Ms Molefe said the cost to supply lower-consumption customers was much higher than it was for higher consumer customers. There were different models for protecting the poor. The existing mechanism included the Inclining Block Tariff (IBT), which had ensured that the lowest block had experienced below-inflation tariff increases during MYPD 2. There was also free basic electricity of 50 kilowatt per month for indigent customers.  Challenges to the IBT system included that it was too complex for customers to understand, and did not cater for multiple dwellings on one property. The tariff was not targeted, because high consumption customers also benefited.  Eskom was now proposing that high consumption customers should not get the same subsidies afforded to low consumption customers.   Eskom proposed to simplify and refine the current residential tariffs.

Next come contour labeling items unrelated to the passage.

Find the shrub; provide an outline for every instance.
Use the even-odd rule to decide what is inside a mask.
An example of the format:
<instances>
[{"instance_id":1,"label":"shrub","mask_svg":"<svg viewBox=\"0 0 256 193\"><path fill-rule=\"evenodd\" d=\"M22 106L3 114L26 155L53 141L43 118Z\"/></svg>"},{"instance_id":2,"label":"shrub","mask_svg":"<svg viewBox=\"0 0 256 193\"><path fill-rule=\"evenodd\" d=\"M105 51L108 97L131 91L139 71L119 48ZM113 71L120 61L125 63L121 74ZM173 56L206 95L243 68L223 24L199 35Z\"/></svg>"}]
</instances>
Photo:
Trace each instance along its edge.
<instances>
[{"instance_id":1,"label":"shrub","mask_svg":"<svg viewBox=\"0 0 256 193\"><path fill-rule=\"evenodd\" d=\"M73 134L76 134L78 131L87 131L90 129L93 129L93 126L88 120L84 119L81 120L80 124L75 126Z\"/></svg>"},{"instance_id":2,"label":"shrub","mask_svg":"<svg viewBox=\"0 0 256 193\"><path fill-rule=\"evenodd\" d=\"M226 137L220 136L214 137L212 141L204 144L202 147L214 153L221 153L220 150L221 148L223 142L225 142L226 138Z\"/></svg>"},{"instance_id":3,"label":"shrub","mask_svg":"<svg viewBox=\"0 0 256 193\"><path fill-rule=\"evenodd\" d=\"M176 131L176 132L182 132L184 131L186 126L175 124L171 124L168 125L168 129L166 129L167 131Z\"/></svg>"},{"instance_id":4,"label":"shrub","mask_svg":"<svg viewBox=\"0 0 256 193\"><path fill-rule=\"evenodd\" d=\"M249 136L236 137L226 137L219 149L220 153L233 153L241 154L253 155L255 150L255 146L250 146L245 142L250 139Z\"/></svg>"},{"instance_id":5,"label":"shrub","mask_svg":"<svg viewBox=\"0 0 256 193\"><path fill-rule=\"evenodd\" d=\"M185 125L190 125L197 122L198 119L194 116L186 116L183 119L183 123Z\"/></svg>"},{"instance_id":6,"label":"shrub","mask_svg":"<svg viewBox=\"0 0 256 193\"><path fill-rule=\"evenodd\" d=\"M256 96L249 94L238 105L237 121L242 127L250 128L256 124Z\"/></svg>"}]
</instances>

Mr Dames said Eskom relied on only three sources for revenue: tariffs, borrowings and equity.  R355bn would go to coal producers over the next five years, while R270bn would go towards Eskom's operating costs.   The price shocks were the result of not having depreciated the assets correctly. It was important that in future, Eskom took replacement costs into account, as this would prevent sudden changes in prices.

The returns were currently negative and catered for both debt and equity costs. The returns that would be earned at the end of the five years would be less than the actual cost of capital. After paying for finance costs of R140bn, R47bn would remain as returns.

Last year, the company had made R12bn, which was not enough to pay for one year’s interest. It was important for Eskom to earn enough money to pay back the interest and the debt. The little amount that would be left as returns in the next five years would be paid to government. This was also important, especially to the rating agencies, as Eskom had been downgraded. As a stand-alone company, Eskom was a sub-investment grade, so it was important for Eskom to achieve financial stability.

NERSA had indicated it would undertake public hearing in January 2013, and by February a decision would have been made. The new tariff would be applicable to Eskom customers on 1 April, and municipal customers on 1 July 2013.  Eskom was committed to open and on-going communication and had thus urged all stakeholders to participate in the consultation process. A stable and secure supply of electricity was essential to support economic growth and development.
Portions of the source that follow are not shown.